Bye bye Bora Bora
Écrit par Vincent le 09/07/2022

Nous sommes le 4 juillet au matin. Il fait beau, mais des pluies importantes sont tombées pendant la nuit
Il est convenu qu’Olivier passe nous prendre pour une balade dans le pied du massif montagneux qui se trouve au centre de l’île. Nous sommes heureux d’aller nous dégourdir les jambes. Les premières montées sont rudes et le soleil tape. Mais confusément, tout le monde est heureux de grimper ces abords de la montagne principale qui parait abrupte. On retrouve grâce à Olivier et son GPS les deux canons qui gardent la baie et qui sont là depuis 70 ans. Passablement rouillés à la base, nous contemplons ces pièces fort lourdes en nous demandant comment elles ont pu être tractées jusqu’à cette hauteur.

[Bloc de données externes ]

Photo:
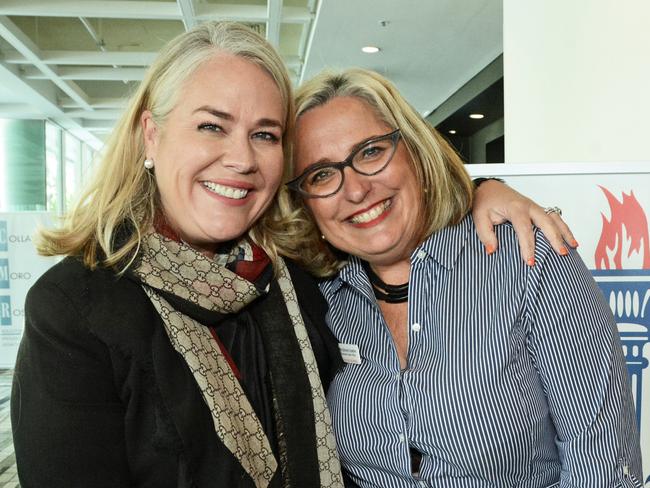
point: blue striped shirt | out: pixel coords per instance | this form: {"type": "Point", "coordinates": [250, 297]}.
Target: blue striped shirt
{"type": "Point", "coordinates": [515, 375]}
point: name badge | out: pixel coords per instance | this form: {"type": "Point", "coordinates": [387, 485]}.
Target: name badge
{"type": "Point", "coordinates": [350, 353]}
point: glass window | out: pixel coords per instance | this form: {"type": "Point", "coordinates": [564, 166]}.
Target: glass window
{"type": "Point", "coordinates": [53, 168]}
{"type": "Point", "coordinates": [72, 168]}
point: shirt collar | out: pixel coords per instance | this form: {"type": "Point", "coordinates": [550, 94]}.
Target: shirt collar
{"type": "Point", "coordinates": [443, 246]}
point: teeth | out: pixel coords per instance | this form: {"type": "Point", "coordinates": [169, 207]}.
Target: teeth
{"type": "Point", "coordinates": [371, 214]}
{"type": "Point", "coordinates": [226, 191]}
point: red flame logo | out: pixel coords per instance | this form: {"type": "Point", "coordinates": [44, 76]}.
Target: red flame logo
{"type": "Point", "coordinates": [627, 226]}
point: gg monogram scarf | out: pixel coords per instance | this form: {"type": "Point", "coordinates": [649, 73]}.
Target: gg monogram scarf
{"type": "Point", "coordinates": [169, 268]}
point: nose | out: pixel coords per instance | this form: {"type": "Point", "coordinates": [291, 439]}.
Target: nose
{"type": "Point", "coordinates": [355, 186]}
{"type": "Point", "coordinates": [240, 154]}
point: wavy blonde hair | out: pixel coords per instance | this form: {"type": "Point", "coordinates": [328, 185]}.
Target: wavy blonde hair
{"type": "Point", "coordinates": [106, 225]}
{"type": "Point", "coordinates": [447, 188]}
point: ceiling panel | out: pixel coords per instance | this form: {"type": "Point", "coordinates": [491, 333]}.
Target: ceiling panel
{"type": "Point", "coordinates": [74, 61]}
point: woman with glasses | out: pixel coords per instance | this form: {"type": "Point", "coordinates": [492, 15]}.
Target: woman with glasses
{"type": "Point", "coordinates": [465, 368]}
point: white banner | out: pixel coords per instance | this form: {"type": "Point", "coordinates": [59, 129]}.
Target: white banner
{"type": "Point", "coordinates": [20, 267]}
{"type": "Point", "coordinates": [607, 207]}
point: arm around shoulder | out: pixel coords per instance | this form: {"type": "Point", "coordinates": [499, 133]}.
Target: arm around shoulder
{"type": "Point", "coordinates": [67, 419]}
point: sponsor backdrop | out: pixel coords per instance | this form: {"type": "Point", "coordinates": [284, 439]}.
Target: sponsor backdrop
{"type": "Point", "coordinates": [607, 207]}
{"type": "Point", "coordinates": [20, 267]}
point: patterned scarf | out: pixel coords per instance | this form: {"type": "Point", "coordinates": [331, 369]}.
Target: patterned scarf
{"type": "Point", "coordinates": [170, 267]}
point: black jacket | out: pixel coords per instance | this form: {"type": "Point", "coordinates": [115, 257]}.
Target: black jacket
{"type": "Point", "coordinates": [100, 397]}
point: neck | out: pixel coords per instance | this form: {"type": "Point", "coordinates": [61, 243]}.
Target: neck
{"type": "Point", "coordinates": [389, 292]}
{"type": "Point", "coordinates": [394, 273]}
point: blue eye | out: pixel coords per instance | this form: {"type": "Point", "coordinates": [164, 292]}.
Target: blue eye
{"type": "Point", "coordinates": [209, 126]}
{"type": "Point", "coordinates": [266, 136]}
{"type": "Point", "coordinates": [372, 151]}
{"type": "Point", "coordinates": [321, 176]}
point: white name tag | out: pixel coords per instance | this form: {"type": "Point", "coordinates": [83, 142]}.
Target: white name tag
{"type": "Point", "coordinates": [350, 353]}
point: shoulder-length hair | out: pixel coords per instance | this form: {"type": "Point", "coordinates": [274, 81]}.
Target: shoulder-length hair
{"type": "Point", "coordinates": [118, 206]}
{"type": "Point", "coordinates": [447, 190]}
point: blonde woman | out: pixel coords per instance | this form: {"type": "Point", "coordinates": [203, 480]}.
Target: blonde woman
{"type": "Point", "coordinates": [172, 347]}
{"type": "Point", "coordinates": [461, 365]}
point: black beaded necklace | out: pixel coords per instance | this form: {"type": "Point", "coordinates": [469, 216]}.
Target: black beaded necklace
{"type": "Point", "coordinates": [385, 292]}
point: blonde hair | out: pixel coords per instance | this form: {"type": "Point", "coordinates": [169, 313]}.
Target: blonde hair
{"type": "Point", "coordinates": [106, 225]}
{"type": "Point", "coordinates": [447, 188]}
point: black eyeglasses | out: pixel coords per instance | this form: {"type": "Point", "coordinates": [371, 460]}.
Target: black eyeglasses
{"type": "Point", "coordinates": [368, 158]}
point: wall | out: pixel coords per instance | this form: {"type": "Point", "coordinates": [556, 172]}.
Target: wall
{"type": "Point", "coordinates": [577, 80]}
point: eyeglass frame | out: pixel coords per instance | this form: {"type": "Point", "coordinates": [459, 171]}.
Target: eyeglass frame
{"type": "Point", "coordinates": [347, 162]}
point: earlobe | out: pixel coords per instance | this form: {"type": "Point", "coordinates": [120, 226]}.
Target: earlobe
{"type": "Point", "coordinates": [149, 133]}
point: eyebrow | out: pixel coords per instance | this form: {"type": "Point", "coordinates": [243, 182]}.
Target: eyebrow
{"type": "Point", "coordinates": [354, 148]}
{"type": "Point", "coordinates": [266, 122]}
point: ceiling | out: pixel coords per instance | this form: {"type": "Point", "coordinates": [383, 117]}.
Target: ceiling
{"type": "Point", "coordinates": [75, 61]}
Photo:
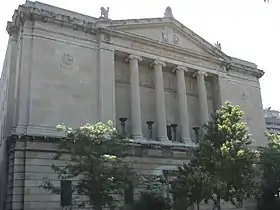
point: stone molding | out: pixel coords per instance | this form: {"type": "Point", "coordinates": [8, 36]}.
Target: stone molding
{"type": "Point", "coordinates": [180, 68]}
{"type": "Point", "coordinates": [139, 148]}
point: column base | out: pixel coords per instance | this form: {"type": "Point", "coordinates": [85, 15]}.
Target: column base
{"type": "Point", "coordinates": [163, 139]}
{"type": "Point", "coordinates": [137, 137]}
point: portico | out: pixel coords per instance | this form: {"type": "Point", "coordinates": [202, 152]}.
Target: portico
{"type": "Point", "coordinates": [180, 75]}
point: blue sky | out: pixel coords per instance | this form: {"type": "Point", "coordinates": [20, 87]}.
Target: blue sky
{"type": "Point", "coordinates": [247, 29]}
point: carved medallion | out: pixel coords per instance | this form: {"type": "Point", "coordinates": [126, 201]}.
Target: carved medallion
{"type": "Point", "coordinates": [66, 60]}
{"type": "Point", "coordinates": [169, 37]}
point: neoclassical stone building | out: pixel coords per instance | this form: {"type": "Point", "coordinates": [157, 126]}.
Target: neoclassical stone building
{"type": "Point", "coordinates": [155, 73]}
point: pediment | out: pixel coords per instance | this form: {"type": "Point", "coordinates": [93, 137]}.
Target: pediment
{"type": "Point", "coordinates": [170, 33]}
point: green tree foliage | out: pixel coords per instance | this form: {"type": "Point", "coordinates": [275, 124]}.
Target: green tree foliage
{"type": "Point", "coordinates": [224, 160]}
{"type": "Point", "coordinates": [153, 197]}
{"type": "Point", "coordinates": [270, 164]}
{"type": "Point", "coordinates": [95, 155]}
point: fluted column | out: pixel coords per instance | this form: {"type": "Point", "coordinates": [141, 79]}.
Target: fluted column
{"type": "Point", "coordinates": [202, 94]}
{"type": "Point", "coordinates": [183, 105]}
{"type": "Point", "coordinates": [135, 101]}
{"type": "Point", "coordinates": [160, 101]}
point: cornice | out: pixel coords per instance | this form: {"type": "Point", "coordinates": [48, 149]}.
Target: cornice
{"type": "Point", "coordinates": [32, 13]}
{"type": "Point", "coordinates": [150, 42]}
{"type": "Point", "coordinates": [24, 13]}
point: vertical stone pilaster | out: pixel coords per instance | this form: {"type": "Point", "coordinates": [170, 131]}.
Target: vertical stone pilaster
{"type": "Point", "coordinates": [183, 105]}
{"type": "Point", "coordinates": [24, 68]}
{"type": "Point", "coordinates": [135, 101]}
{"type": "Point", "coordinates": [106, 86]}
{"type": "Point", "coordinates": [202, 94]}
{"type": "Point", "coordinates": [160, 101]}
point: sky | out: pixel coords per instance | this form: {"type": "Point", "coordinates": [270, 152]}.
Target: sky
{"type": "Point", "coordinates": [246, 29]}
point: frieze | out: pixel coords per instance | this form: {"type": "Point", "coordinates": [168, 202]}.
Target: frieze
{"type": "Point", "coordinates": [171, 55]}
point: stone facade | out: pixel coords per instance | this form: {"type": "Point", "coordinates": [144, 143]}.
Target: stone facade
{"type": "Point", "coordinates": [272, 120]}
{"type": "Point", "coordinates": [65, 67]}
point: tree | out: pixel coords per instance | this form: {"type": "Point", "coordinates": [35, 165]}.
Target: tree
{"type": "Point", "coordinates": [224, 159]}
{"type": "Point", "coordinates": [95, 155]}
{"type": "Point", "coordinates": [153, 197]}
{"type": "Point", "coordinates": [192, 185]}
{"type": "Point", "coordinates": [270, 165]}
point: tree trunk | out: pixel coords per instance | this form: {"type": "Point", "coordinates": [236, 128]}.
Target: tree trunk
{"type": "Point", "coordinates": [197, 205]}
{"type": "Point", "coordinates": [219, 203]}
{"type": "Point", "coordinates": [98, 207]}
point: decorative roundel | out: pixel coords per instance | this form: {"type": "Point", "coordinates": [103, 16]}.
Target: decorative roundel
{"type": "Point", "coordinates": [66, 60]}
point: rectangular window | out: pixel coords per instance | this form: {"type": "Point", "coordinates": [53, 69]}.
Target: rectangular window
{"type": "Point", "coordinates": [65, 192]}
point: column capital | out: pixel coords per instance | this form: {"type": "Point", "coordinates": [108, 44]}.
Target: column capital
{"type": "Point", "coordinates": [200, 73]}
{"type": "Point", "coordinates": [133, 57]}
{"type": "Point", "coordinates": [180, 68]}
{"type": "Point", "coordinates": [157, 62]}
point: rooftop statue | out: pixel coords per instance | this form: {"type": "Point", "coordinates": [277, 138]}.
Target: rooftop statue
{"type": "Point", "coordinates": [104, 12]}
{"type": "Point", "coordinates": [168, 12]}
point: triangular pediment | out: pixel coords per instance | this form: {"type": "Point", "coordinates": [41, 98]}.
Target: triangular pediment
{"type": "Point", "coordinates": [170, 32]}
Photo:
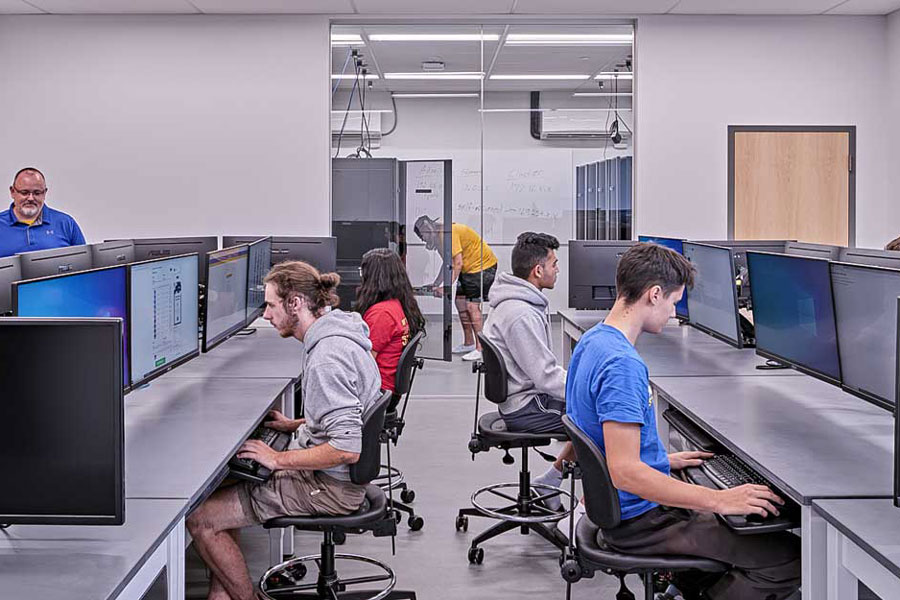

Puis Olivier se met en tête depuis nous faire passer par un chemin au pied des falaises. On commence à grimper en s’accrochant aux branches et à pédaler des pieds dans un terrain humide et glissant. L’on arrive au pied des falaises pour constater qu’il s’agit de la voie d’accès au sommet principal et qu’il faut redescendre par où l’on est venu, si l’on veut rejoindre le village de Vaitape.
La vue est certes belle, mais je ne suis pas très content. Ce n’est pas vraiment sur ces pentes hostiles que j’ai envie de risquer de m’esquinter, moi qui vient de survivre neuf mois en mer, sans pépin majeur.
Chacun à tour de rôle, manque de finir sur les fesses, comme Nicoline, ou de se tordre une cheville, comme Carlos, voire de perdre la maîtrise de la pente. Lorsque mon tour de glisse impromptu arrive, je parviens, dans un réflexe dont je ne me croyais pas capable, à me détendre pour attraper une grosse branche au dessus de moi. Ouf. Olivier applaudit, dommage que l’on n’ait pas filmé le passage de Vince le gorille accroché à sa branche.
On arrive finalement au village, après plus de deux heures de marche sportive. Une route surchargée de véhicules nous relègue sur les bas côtés. Au centre de l’agglomération principale de l’île, un espace a été aménagé et construit pour le Heiva. Une grande esplanade en sable a été aménagée pour les danses et les chants. Des gradins pour accueillir les spectateurs et derrière ceux ci une construction provisoire avec trois restaurants.
Olivier déclare à la troupe qu’il lui faut sa ration de Coca avec sucre, vu l’effort conséquent intervenu. Et nous on aimerait bien manger un morceau. On s’installe sur une terrasse et l’on peut assister en direct à l’arrivée d’une course en pirogue, qui a duré plus de 90 minutes. Les rameurs sont essoufflés et marqués par l’effort. Les écarts sont peu importants. Les pirogues construites avec des matières composites resplendissent sur l’eau.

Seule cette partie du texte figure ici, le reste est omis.